Mulberries


The walk to the nearest grocery store is about 20 minutes in whatever weather Changzhou has for me – usually rain and wind. I call this local Tesco the fish market and if you went in I think it would be clear why. All along the way up to Tesco there’re a lot of things happening but in Tesco there’s even more going on. There are two floors to it, the first having clothes and shampoos and anything else you shouldn’t eat if you can’t help it. My little fish market isn’t so packed on the first floor but ‘packed’ is relative even past the normal standards for most adjectives and it’d be too crowded for a lot of folks I know back home. Up top where the food is it gets truly hot and hectic.

A kind of low-sloped escalator walkway leads slowly up to the top floor where all the heat has risen and sticks around in glops. Right out front are the bread, fruit, and fish sections where most people crowd around to inspect the fresh food for the freshest food. Kids are clamoring and people are talking up more hot air to feed into the already hot and healthy glops. The glops crowd around with the smell of fish and bread and fruit until eventually things yield into pre-packaged things such as Oreos and other big cookie and snack brands. All of the checkout stations wrap around in an L at the front – the smaller side of the L being quick shop stations that are rarely open. After a normal ten to fifteen minute wait with my red bag bloated up with daily things I step out of the whole place back into the relative cold.

Along the way a friend says she’s nearby so I go looking a little bit and after not catching her come into a chain bakery called Bread Talk. In China most folk don’t have ovens or like to bake so there are bakeries everywhere. In the back of the warm and orange tinted Bread Talk there’s a row of drinks packaged with deep primary colors that stir me. I go to the one with blue so dark it nearly seems like velvet. It’s shaped like a little jug and the top is wrapped off with a cloth on top like homemade jam. It’s mulberry juice.

It feels cold on the edges of my hot fingers just recently roughly wrought by the hard and heavy pull of my red bag full up with food for the week. It’s not competing on price but I am buying on feeling so that doesn’t matter. As soon as it’s sold I peel the cloth wrapping off and twist it open. It is cold and deep and rich.

My best childhood friends live down the block and a little ways away from a mulberry tree whose sweet fruit hangs its branches low. We were lower stooped back then but reached up enough to pull the mulberries down and I remember my friends introducing that kind of taste to me. It was sort of like a blueberry in taste, without the sweet bite of sugary juice. Blueberries are tense capillary fruits with thin skins full to burst with juice and flavor, but mulberries have a more mellow grind – like a less intense raspberry.

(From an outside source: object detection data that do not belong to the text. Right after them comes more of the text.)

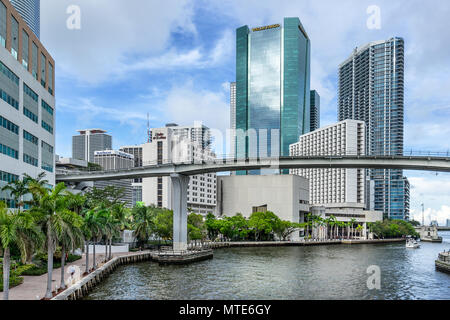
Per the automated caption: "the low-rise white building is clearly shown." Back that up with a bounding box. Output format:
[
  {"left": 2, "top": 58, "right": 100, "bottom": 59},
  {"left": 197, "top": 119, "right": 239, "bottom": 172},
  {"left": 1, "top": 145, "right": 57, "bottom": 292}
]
[
  {"left": 142, "top": 124, "right": 216, "bottom": 215},
  {"left": 216, "top": 175, "right": 309, "bottom": 240}
]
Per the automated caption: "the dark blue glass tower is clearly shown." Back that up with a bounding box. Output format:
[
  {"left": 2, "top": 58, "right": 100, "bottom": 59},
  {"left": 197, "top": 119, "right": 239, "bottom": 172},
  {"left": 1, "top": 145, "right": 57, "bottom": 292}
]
[{"left": 236, "top": 18, "right": 310, "bottom": 174}]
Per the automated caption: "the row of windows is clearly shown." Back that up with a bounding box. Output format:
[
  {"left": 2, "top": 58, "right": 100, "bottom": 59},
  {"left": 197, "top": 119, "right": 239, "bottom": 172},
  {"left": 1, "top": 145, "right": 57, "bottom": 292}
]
[
  {"left": 42, "top": 120, "right": 53, "bottom": 134},
  {"left": 0, "top": 116, "right": 19, "bottom": 134},
  {"left": 23, "top": 153, "right": 38, "bottom": 167},
  {"left": 23, "top": 107, "right": 38, "bottom": 123},
  {"left": 0, "top": 143, "right": 19, "bottom": 159},
  {"left": 23, "top": 130, "right": 39, "bottom": 145},
  {"left": 42, "top": 100, "right": 53, "bottom": 116},
  {"left": 0, "top": 171, "right": 19, "bottom": 183},
  {"left": 23, "top": 83, "right": 38, "bottom": 102},
  {"left": 0, "top": 89, "right": 19, "bottom": 110},
  {"left": 0, "top": 61, "right": 19, "bottom": 85}
]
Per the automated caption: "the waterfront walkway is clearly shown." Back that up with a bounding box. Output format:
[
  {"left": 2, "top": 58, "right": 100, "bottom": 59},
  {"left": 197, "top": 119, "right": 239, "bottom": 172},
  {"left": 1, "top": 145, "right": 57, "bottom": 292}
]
[{"left": 9, "top": 252, "right": 139, "bottom": 300}]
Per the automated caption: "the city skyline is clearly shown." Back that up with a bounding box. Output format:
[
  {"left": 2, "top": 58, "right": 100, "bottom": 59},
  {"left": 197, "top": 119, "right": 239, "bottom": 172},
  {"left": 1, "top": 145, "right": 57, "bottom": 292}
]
[{"left": 36, "top": 1, "right": 450, "bottom": 225}]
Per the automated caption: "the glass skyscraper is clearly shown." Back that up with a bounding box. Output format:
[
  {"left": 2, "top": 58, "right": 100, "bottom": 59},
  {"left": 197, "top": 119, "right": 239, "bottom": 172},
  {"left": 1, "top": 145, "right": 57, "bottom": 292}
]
[
  {"left": 310, "top": 90, "right": 320, "bottom": 131},
  {"left": 236, "top": 18, "right": 310, "bottom": 174},
  {"left": 338, "top": 37, "right": 409, "bottom": 219}
]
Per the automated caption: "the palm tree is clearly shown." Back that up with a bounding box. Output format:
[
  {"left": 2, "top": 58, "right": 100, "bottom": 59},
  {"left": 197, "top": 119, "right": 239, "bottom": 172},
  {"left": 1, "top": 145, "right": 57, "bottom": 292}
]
[
  {"left": 0, "top": 202, "right": 40, "bottom": 300},
  {"left": 1, "top": 179, "right": 30, "bottom": 211},
  {"left": 31, "top": 183, "right": 80, "bottom": 299}
]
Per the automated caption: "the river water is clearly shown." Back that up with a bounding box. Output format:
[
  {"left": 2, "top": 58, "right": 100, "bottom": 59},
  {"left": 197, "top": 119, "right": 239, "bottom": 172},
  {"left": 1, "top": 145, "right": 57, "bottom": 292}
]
[{"left": 85, "top": 232, "right": 450, "bottom": 300}]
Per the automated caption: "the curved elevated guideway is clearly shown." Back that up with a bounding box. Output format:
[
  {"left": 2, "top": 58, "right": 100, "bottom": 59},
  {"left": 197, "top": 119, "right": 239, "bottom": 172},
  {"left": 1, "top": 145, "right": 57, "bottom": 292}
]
[{"left": 56, "top": 156, "right": 450, "bottom": 251}]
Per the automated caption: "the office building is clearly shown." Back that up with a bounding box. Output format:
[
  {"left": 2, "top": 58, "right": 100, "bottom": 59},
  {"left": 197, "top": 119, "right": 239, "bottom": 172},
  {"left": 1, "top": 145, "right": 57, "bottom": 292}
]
[
  {"left": 310, "top": 90, "right": 320, "bottom": 131},
  {"left": 216, "top": 175, "right": 309, "bottom": 240},
  {"left": 72, "top": 129, "right": 112, "bottom": 163},
  {"left": 236, "top": 18, "right": 310, "bottom": 170},
  {"left": 94, "top": 150, "right": 134, "bottom": 170},
  {"left": 338, "top": 37, "right": 409, "bottom": 220},
  {"left": 290, "top": 120, "right": 365, "bottom": 207},
  {"left": 0, "top": 0, "right": 55, "bottom": 207},
  {"left": 227, "top": 82, "right": 236, "bottom": 159},
  {"left": 142, "top": 124, "right": 216, "bottom": 215},
  {"left": 10, "top": 0, "right": 41, "bottom": 39}
]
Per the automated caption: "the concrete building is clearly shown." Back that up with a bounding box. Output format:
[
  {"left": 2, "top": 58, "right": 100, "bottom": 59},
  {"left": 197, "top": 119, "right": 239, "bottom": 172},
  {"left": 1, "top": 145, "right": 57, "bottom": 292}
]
[
  {"left": 311, "top": 203, "right": 383, "bottom": 239},
  {"left": 72, "top": 129, "right": 112, "bottom": 162},
  {"left": 0, "top": 0, "right": 55, "bottom": 208},
  {"left": 94, "top": 150, "right": 134, "bottom": 170},
  {"left": 216, "top": 175, "right": 309, "bottom": 239},
  {"left": 290, "top": 120, "right": 365, "bottom": 207},
  {"left": 10, "top": 0, "right": 41, "bottom": 39},
  {"left": 236, "top": 18, "right": 310, "bottom": 170},
  {"left": 142, "top": 124, "right": 216, "bottom": 215},
  {"left": 338, "top": 37, "right": 409, "bottom": 220},
  {"left": 310, "top": 90, "right": 320, "bottom": 131}
]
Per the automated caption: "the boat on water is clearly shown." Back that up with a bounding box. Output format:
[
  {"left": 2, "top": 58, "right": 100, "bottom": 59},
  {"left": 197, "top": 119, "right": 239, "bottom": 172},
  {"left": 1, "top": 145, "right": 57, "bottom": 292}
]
[
  {"left": 406, "top": 238, "right": 420, "bottom": 249},
  {"left": 435, "top": 250, "right": 450, "bottom": 273}
]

It is cold and deep and rich. I am ambling back to my home in Changzhou on muscle memory-based navigation because my head’s back underneath that mulberry tree; I am clinging onto branch like those rich little berries. That day the skies were gray in China but I was looking up and feeling the light blue of humid Indianapolis summers. There were white clouds above me, white clouds as fluffy as my thick sighs after each greedy glug of the deep blue – almost purple – juice. I am home in Indy now and walked the family dog underneath that mulberry tree. I had forgotten how all the berries fall and stain the concrete sidewalks with smatters of purplish blue and bluish purple. I had forgotten how small it really is now. Despite all that the sky is really just as wide and just as blue; the clouds are still fluffed up as Midwestern sighs.